BTW, please know that this iRule is intentionally verbose / declares many variables / is slow. It's not written for performance at all, and this is okay for now (I'll fix that later).


when HTTP_REQUEST {
   grab a copy of the URI as it exists in the request
  set raw_uri [HTTP::uri]
   decode the URI for later comparison
  set decoded_uri [URI::decode $raw_uri]
   normalize the URI to lower-case
  set uri [string tolower $decoded_uri]
  if { $uri starts_with "/foo/" } {
     extract the part of the URI after /foo/
    set end_of_uri [string range $uri 5 end]
     create the new URI with /bar/, preserving the rest of the URI
    set uri "/bar/$end_of_uri"
     encode the URI (important so the webserver doesn't end up parsing double-encoded content)
    set encoded_uri [URI::encode $uri]
    log "ORIGINAL ENCODED_URI: $encoded_uri"
     fix over-encoding so I can parse PATH and QUERY from $encoded_uri
    set encoded_uri [string map {%2f / %3f ?} $encoded_uri]
     fix over-encoding of QUERY
    set path [URI::path $encoded_uri]
    set basename [URI::basename $encoded_uri]
    set query [URI::query $encoded_uri]
    if { $query ne "" } {
      set query [string map {%3d = %20 + %26 & / %2f} $query]
      set new_uri "$path$basename?$query"
    } else {
      set new_uri "$path$basename"
    }
    log "ORIGINAL URI: $raw_uri, ENCODED_URI: $encoded_uri, PATH: $path, QUERY: $query, NEW_URI: $new_uri, BASENAME: $basename"
     change the URI in the request to the new URI that points to /bar/
    HTTP::uri $new_uri
  }
}

I appreciate any advise!!

BTW, if there are no better ways to achieve my goal, can BIG-IP be enhanced to include new functionality like I describe above? Thanks!

a1l0s2k9

3 Replies

  • To eliminate case, use the standard TCL command [string tolower $string ]

     

     

    I'll defer to the developers for your other questions.
  • Mike_Lowell_456's avatar
    Mike_Lowell_456
    Historic F5 Account
    Yes, I know. As you can see in the iRule provided above, I do use [string tolower ...]. However, this doesn't help in the case of URI::compare where the strings must be decoded (internally) before they can be made lower-case for the purposes of comparison.

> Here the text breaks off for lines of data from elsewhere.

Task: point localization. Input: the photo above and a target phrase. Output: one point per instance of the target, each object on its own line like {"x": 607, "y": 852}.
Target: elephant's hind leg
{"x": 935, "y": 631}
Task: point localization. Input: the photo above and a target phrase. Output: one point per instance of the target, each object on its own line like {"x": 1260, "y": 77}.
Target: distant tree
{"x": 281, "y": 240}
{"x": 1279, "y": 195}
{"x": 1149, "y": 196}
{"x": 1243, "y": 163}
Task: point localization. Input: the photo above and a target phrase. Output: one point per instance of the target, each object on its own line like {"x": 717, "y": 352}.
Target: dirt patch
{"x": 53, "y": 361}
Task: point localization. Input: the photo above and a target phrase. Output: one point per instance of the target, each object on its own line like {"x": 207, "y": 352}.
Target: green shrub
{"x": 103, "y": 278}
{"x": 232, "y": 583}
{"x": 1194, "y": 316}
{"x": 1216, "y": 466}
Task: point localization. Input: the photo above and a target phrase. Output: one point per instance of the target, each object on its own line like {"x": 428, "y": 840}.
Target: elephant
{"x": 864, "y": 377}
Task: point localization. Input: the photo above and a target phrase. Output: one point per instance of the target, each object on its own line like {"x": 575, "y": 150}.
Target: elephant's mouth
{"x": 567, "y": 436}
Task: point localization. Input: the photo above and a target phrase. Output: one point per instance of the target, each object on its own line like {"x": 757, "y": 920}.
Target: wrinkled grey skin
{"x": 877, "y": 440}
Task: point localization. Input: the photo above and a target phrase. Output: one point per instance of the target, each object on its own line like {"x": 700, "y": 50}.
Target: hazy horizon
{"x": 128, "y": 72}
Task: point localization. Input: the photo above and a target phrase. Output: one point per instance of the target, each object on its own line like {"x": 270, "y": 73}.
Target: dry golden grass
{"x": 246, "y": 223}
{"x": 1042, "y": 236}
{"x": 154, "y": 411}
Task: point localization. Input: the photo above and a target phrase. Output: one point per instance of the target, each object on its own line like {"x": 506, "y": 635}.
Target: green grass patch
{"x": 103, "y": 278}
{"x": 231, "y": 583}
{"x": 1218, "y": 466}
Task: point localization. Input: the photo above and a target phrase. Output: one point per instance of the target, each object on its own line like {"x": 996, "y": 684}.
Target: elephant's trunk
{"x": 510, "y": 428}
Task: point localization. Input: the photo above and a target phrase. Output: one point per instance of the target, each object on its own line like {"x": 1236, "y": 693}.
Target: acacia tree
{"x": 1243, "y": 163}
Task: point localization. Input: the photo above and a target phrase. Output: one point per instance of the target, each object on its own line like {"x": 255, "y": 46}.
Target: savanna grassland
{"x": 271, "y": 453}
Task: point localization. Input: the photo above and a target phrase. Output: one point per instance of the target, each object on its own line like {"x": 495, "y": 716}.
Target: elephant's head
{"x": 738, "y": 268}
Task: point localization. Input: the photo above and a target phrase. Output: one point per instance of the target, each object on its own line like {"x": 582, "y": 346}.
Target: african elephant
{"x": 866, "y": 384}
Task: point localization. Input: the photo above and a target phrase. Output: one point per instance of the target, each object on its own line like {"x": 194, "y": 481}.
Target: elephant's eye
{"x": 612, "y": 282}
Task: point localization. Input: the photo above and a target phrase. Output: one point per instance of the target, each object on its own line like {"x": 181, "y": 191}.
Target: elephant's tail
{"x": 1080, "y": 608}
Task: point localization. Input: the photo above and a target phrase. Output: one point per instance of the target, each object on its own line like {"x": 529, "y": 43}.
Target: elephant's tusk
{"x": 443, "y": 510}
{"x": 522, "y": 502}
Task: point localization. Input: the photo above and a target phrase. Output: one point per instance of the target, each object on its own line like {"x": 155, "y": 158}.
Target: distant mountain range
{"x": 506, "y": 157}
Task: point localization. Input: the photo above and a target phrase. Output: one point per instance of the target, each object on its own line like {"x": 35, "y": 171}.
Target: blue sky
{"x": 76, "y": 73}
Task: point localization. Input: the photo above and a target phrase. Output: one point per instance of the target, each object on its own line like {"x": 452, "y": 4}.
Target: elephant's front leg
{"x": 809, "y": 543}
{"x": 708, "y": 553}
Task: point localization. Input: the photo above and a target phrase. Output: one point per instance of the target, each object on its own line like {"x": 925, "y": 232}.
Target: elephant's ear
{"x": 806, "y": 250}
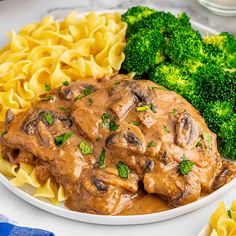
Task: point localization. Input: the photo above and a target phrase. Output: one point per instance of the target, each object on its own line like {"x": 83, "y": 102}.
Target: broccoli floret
{"x": 143, "y": 51}
{"x": 221, "y": 49}
{"x": 183, "y": 45}
{"x": 165, "y": 22}
{"x": 227, "y": 138}
{"x": 178, "y": 79}
{"x": 135, "y": 14}
{"x": 216, "y": 113}
{"x": 215, "y": 83}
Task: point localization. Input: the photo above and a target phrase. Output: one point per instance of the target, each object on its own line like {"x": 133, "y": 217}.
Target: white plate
{"x": 120, "y": 220}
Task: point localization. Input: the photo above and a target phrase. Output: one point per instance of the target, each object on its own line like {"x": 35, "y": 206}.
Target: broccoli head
{"x": 216, "y": 113}
{"x": 165, "y": 22}
{"x": 178, "y": 79}
{"x": 184, "y": 44}
{"x": 143, "y": 51}
{"x": 221, "y": 49}
{"x": 135, "y": 14}
{"x": 215, "y": 83}
{"x": 227, "y": 138}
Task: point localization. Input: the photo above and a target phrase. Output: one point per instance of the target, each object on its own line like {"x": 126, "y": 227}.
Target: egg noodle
{"x": 223, "y": 222}
{"x": 49, "y": 53}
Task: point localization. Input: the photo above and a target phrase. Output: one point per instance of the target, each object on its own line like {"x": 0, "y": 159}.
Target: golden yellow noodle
{"x": 50, "y": 52}
{"x": 222, "y": 222}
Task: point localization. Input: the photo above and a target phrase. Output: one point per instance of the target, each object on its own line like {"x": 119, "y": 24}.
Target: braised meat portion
{"x": 113, "y": 141}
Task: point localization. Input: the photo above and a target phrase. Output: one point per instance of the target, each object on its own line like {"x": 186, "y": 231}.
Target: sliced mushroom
{"x": 123, "y": 105}
{"x": 100, "y": 185}
{"x": 187, "y": 132}
{"x": 130, "y": 140}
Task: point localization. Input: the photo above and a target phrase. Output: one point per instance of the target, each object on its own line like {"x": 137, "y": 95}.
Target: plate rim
{"x": 120, "y": 220}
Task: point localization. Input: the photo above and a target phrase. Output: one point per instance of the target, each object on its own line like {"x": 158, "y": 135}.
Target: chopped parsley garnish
{"x": 113, "y": 126}
{"x": 153, "y": 108}
{"x": 90, "y": 101}
{"x": 199, "y": 144}
{"x": 4, "y": 132}
{"x": 102, "y": 160}
{"x": 59, "y": 140}
{"x": 137, "y": 123}
{"x": 47, "y": 87}
{"x": 153, "y": 88}
{"x": 116, "y": 82}
{"x": 105, "y": 117}
{"x": 99, "y": 138}
{"x": 207, "y": 137}
{"x": 152, "y": 144}
{"x": 85, "y": 93}
{"x": 49, "y": 119}
{"x": 174, "y": 111}
{"x": 166, "y": 129}
{"x": 47, "y": 98}
{"x": 63, "y": 108}
{"x": 143, "y": 108}
{"x": 85, "y": 148}
{"x": 65, "y": 83}
{"x": 123, "y": 170}
{"x": 185, "y": 166}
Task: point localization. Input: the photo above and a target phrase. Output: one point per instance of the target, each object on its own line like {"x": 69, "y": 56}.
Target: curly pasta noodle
{"x": 50, "y": 52}
{"x": 223, "y": 222}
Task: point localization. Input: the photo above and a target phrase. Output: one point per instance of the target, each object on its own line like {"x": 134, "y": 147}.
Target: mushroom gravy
{"x": 118, "y": 146}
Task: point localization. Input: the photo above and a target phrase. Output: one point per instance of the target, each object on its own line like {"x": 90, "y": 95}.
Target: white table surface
{"x": 16, "y": 13}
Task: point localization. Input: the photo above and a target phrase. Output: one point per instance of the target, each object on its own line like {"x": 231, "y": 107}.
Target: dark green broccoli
{"x": 178, "y": 79}
{"x": 227, "y": 138}
{"x": 221, "y": 49}
{"x": 143, "y": 51}
{"x": 165, "y": 22}
{"x": 216, "y": 113}
{"x": 215, "y": 83}
{"x": 184, "y": 44}
{"x": 135, "y": 14}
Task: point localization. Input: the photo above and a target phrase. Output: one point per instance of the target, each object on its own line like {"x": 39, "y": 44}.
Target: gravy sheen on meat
{"x": 81, "y": 133}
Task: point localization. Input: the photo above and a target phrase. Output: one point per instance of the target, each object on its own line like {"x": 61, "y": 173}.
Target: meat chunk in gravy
{"x": 148, "y": 128}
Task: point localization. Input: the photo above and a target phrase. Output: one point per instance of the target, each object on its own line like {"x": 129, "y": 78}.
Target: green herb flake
{"x": 85, "y": 147}
{"x": 123, "y": 170}
{"x": 59, "y": 140}
{"x": 185, "y": 166}
{"x": 4, "y": 132}
{"x": 47, "y": 87}
{"x": 113, "y": 126}
{"x": 90, "y": 101}
{"x": 105, "y": 117}
{"x": 65, "y": 83}
{"x": 152, "y": 144}
{"x": 88, "y": 91}
{"x": 63, "y": 108}
{"x": 116, "y": 82}
{"x": 99, "y": 138}
{"x": 207, "y": 137}
{"x": 153, "y": 108}
{"x": 102, "y": 160}
{"x": 199, "y": 144}
{"x": 174, "y": 111}
{"x": 47, "y": 98}
{"x": 136, "y": 123}
{"x": 49, "y": 119}
{"x": 143, "y": 108}
{"x": 166, "y": 129}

    In thinking about the problem more, it seems it would be very nice if URI::compare not only a "-nocase" option, but also had an option to specify the comparison operator like matchclass (i.e. starts_with, equals, ...).

    An additional idea comes to mind as well. Knowing that the starts_with operator is probably used most often to compare directory names in the HTTP URI, it would be nice if there was a starts_with_dir operator that eliminated the need for my two "if" conditions above.

    Instead of this:

    
      if { $uri starts_with "/foo/" || $uri equals "/foo" } {

    It would be just this instead:

    
      if { $uri starts_with_dir "/foo" } {

    It seems that if URI::compare could be extended a bit, my iRule could be greatly simplified and robust URI comparisons could be made very easily. It seems like this would be a good area to enhance iRules since they are used for parsing the HTTP URI so much. As I read a lot of the forum posts here, I'm surprised to see how few people take into account URI encoding...I wonder how many administrators are parsing request URI's in a way that can be defeated with simple URI encoding (and I wonder for how many this exposes data they didn't intend to expose...).

    Lastly, it seems the iRules wiki example for URI::compare maybe isn't right?

    http://devcentral.f5.com/wiki/default.aspx/iRules/URI__compare.html

    It shows a comparison between "http://www.foo.com/somepath" and [HTTP::uri] (which would only contain the "/somepath" part of the request). If URI::compare really does use RFC2616 section 3.2.3 for comparison, it seems this should fail.

  • sorry, I was looking at your question and breezed by your code. What you've done with your rule is the path I would have gone down as well.